Сидорчук поднялась и щелкнула выключателем. Это действительно была Лукьяниха, только чем-то смертельно перепуганная. Трясущимися руками она замахала на Сидорчук и закричала свистящим шепотом:
– Что ты?! Зачем? Гаси... Погаси скорей!..
– Тю на тебя!
– сказала Сидорчук.
– С чегой-то ты света начала бояться?
Лукьяниха боялась не света - трясущейся рукой она непрерывно, как заведенная, крестилась и переводила затравленный взгляд с окна на дверь и с двери на окно. Окна были закрыты ставнями - Сидорчук сама закрыла их вечером, - и все прогоны были на месте, дверь заперта на массивный засов и большой крюк, сделанный из железного прута в палец толщиной. Но Лукьяниха не успокаивалась, все так же крестилась, затравленно озиралась и что-то шептала дрожащими губами.
– Да ты что?
– спросила Сидорчук.
– Что стряслось? Напугал тебя кто или примстилось?..
– Ох, не спрашивай, не спрашивай...
– все тем же свистящим шепотом ответила Лукьяниха, просеменила к красному углу и пала на колени перед иконой.
– Осподи, спаси и помилуй мя, грешную!..
Как ни допытывалась Сидорчук, Лукьяниха только отмахивалась и продолжала молиться. Сидорчук накинула платок, открыла дверь, в сенях отодвинула два засова на наружной двери и вышла во двор. Пустымпусто было и во дворе, и на улице. В эту предрассветную пору спали не только все солидные чугуновцы, но и молодые, полночи открывавшие друг друг свои чувства и прятавшие их от луны и соглядатаев. Спали даже спущенные с цепей собаки, успевшие набегаться, настращать воров и друг друга свирепым лаем, а в петухах еще не щелкнула закодированная в генах безотказная пружина, которая перед рассветом выбьет их из сна и заставит заорать во всю глотку. Только одна луна стояла над Чугуновом и бесшумно рисовала свои извечные и никогда не повторяющиеся узоры из призрачного света и черных теней.

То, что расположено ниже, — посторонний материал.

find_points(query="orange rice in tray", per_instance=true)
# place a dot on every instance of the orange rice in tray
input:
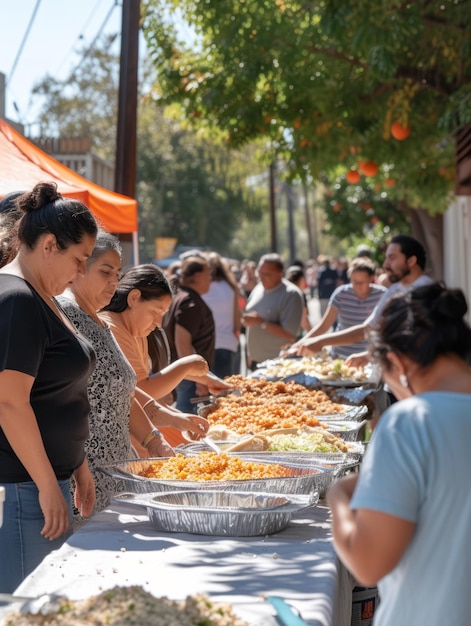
(255, 419)
(264, 405)
(211, 466)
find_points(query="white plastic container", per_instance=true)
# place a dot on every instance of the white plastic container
(2, 500)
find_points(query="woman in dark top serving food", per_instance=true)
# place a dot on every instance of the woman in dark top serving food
(44, 368)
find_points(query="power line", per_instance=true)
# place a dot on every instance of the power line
(91, 46)
(23, 42)
(81, 35)
(89, 49)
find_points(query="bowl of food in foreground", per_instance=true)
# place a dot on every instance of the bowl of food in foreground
(229, 514)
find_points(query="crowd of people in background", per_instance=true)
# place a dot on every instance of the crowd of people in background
(126, 355)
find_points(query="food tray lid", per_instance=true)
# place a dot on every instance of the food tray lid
(239, 503)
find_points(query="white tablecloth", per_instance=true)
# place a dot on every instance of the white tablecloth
(119, 547)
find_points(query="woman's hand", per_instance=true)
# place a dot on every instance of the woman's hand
(84, 490)
(195, 364)
(309, 347)
(55, 510)
(194, 426)
(158, 446)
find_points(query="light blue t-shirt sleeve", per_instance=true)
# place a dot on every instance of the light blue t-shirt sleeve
(392, 477)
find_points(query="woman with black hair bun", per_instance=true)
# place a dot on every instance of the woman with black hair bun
(44, 368)
(403, 522)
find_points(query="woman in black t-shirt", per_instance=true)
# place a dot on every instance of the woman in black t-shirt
(44, 368)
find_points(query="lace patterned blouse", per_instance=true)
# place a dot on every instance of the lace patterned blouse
(109, 393)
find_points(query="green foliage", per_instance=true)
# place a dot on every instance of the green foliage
(84, 105)
(189, 186)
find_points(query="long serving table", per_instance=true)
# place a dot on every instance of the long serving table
(119, 547)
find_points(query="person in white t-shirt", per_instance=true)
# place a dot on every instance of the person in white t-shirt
(223, 300)
(404, 265)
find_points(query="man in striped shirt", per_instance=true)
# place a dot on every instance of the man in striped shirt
(350, 305)
(404, 265)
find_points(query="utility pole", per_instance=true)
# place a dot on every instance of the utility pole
(273, 242)
(125, 167)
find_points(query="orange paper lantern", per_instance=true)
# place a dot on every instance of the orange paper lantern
(400, 132)
(368, 168)
(352, 177)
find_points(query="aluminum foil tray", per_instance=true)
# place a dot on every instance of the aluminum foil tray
(355, 452)
(301, 480)
(350, 412)
(230, 514)
(348, 430)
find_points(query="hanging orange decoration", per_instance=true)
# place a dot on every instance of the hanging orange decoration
(352, 177)
(400, 132)
(368, 168)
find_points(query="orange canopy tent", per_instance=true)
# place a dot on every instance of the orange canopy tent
(23, 165)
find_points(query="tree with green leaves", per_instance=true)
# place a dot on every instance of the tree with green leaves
(188, 187)
(326, 84)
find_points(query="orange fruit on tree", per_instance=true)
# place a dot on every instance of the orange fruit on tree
(400, 132)
(368, 168)
(352, 177)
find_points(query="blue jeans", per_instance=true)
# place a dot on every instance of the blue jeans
(186, 390)
(22, 547)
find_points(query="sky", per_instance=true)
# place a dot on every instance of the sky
(48, 44)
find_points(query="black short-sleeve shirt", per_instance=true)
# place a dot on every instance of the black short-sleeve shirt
(190, 311)
(33, 340)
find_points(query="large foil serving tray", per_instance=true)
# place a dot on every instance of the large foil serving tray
(230, 514)
(299, 480)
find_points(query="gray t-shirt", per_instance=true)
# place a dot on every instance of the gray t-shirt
(282, 305)
(395, 290)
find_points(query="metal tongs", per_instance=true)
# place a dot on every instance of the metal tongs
(211, 398)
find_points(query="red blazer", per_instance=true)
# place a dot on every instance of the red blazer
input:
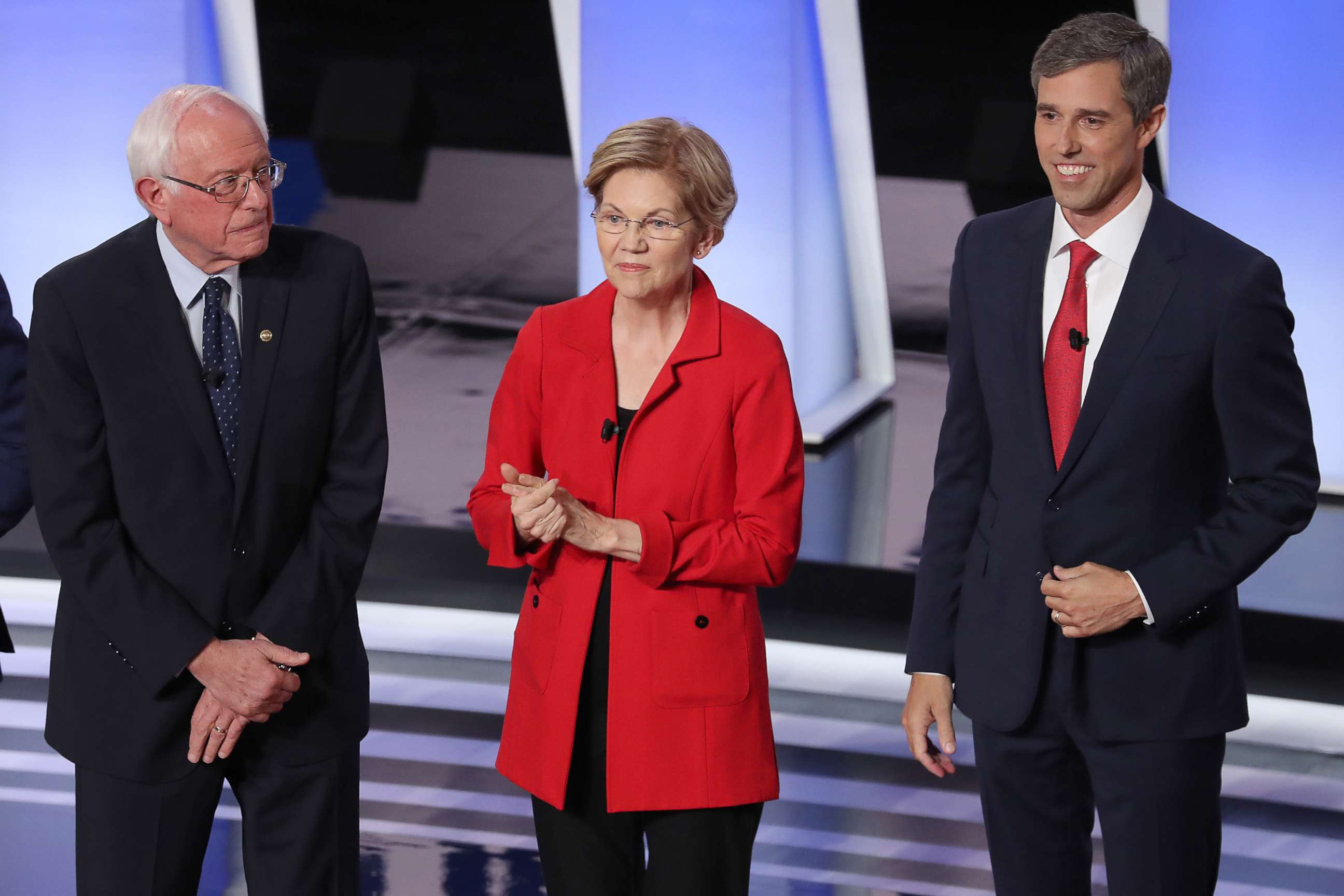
(711, 472)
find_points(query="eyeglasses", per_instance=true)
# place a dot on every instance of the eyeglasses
(652, 228)
(234, 188)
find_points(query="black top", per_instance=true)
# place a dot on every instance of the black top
(591, 727)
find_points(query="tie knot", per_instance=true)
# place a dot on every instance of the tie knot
(1081, 256)
(217, 290)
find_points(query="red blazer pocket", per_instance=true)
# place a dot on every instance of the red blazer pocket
(534, 640)
(699, 657)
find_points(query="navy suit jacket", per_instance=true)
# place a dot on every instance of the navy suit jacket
(1190, 465)
(158, 546)
(14, 451)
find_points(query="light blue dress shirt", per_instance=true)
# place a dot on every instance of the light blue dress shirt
(187, 281)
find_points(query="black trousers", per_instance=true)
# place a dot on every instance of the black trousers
(1041, 785)
(300, 828)
(588, 851)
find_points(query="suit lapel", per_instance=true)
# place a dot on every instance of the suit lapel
(591, 333)
(160, 315)
(699, 340)
(1027, 324)
(1148, 287)
(265, 301)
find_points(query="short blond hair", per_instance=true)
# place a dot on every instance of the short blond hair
(691, 158)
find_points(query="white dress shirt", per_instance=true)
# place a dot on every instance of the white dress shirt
(187, 281)
(1116, 242)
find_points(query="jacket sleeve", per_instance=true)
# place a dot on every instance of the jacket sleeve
(1265, 425)
(759, 546)
(142, 614)
(15, 497)
(318, 583)
(960, 477)
(514, 437)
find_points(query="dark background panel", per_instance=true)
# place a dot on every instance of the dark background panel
(488, 72)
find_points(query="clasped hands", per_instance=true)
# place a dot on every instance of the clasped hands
(546, 512)
(244, 684)
(1085, 601)
(1092, 599)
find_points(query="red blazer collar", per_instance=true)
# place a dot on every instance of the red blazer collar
(593, 317)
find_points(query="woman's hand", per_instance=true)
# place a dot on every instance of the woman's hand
(569, 519)
(538, 515)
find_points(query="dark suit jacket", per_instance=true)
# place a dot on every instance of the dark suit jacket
(158, 547)
(1190, 465)
(14, 451)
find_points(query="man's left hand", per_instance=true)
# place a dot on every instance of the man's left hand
(1092, 599)
(214, 730)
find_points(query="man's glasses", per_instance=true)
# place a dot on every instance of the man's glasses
(234, 188)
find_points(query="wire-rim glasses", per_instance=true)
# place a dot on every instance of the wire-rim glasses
(651, 228)
(234, 188)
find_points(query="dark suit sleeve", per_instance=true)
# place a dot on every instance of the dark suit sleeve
(960, 476)
(15, 497)
(143, 615)
(1266, 431)
(318, 583)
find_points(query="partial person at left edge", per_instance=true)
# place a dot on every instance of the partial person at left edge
(15, 497)
(209, 452)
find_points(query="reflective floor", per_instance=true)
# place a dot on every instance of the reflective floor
(857, 815)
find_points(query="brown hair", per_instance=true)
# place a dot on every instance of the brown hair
(683, 152)
(1145, 67)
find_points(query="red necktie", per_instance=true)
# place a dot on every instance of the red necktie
(1063, 367)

Сидорчук вернулась в дом. Дверь из сеней в комнаты была заперта.
– Ты что, спятила?
– закричала Сидорчук.
– Открой сейчас же! Это я!.. Совсем ополоумела!
– в сердцах сказала она, когда Лукьяниха открыла дверь.
– Скажи, наконец, что стряслось? Кто тебя напугал? На улице души живой нету.
Но Лукьяниха ничего не ответила и была так растерянна и испугана, что Сидорчук больше не стала допытываться.
– Ладно, хватит тебе, завтра домолишься. Давай ложиться спать, может, утром страх-то поменеет...
Лукьяниха послушно легла. Сидорчук погасила свет, легла тоже, но уже не заснула. Через некоторое время она услышала, что Лукьяниха снова поднялась и что-то делает, стараясь не шуметь. Сидорчук зажгла свет и увидела, что Лукьяниха собралась уходить.
–
Куда это ты наладилась?– Пойду я, - кротко, но твердо сказала Лукьяниха.
– Куда? Автобусы не ходют, никаких попутных тоже нету. Погляди, времени-то сколько!..
Когда-то ярко раскрашенные и уже давно облезлые ходики отслужшщ все положенные и возможные сроки, но когда они останавливались в очередной раз, Сидорчук подвешивала к гирьке новый груз. Так постепенно, кроме гирьки, на цепочке оказались сапожный молоток без рукоятки, чугунная конфорка от плиты и висячий замок, ключ от которого был потерян. После этого ходикам ничего не оставалось, как продолжать идти, и они шли, ужасно громко и торопливо тикая, но показывали время, которое не имело никакого отношения к действительному.
При случае Сидорчук узнавала истинное время у прохожих или соседей и переводила стрелки, но за сутки они ухитрялись пробежать не два круга, а четыре или пять и снова показывали ни с чем не сообразное, фантастическое время. Вот и сейчас они почему-то показывали половину девятого.
Лукьяниха на ходики не посмотрела и ничего не ответила. Туго подвязав темный платок, она взяла приготовленный свой узелок, перекрестилась на икону и поклонилась хозяйке.
– Прощай-, милая! Не обессудь, ежели что не так. Не поминай лихом...
Губы ее задрожали, она замолчала и уголком платка вытерла проступившие слезы.
– Да что ты в сам деле? Не пущу я тебя! Где это видано - по ночам шастать? Добро бы нужда какая, а то блажь - да и все! Рассветет, тогда и иди с богом...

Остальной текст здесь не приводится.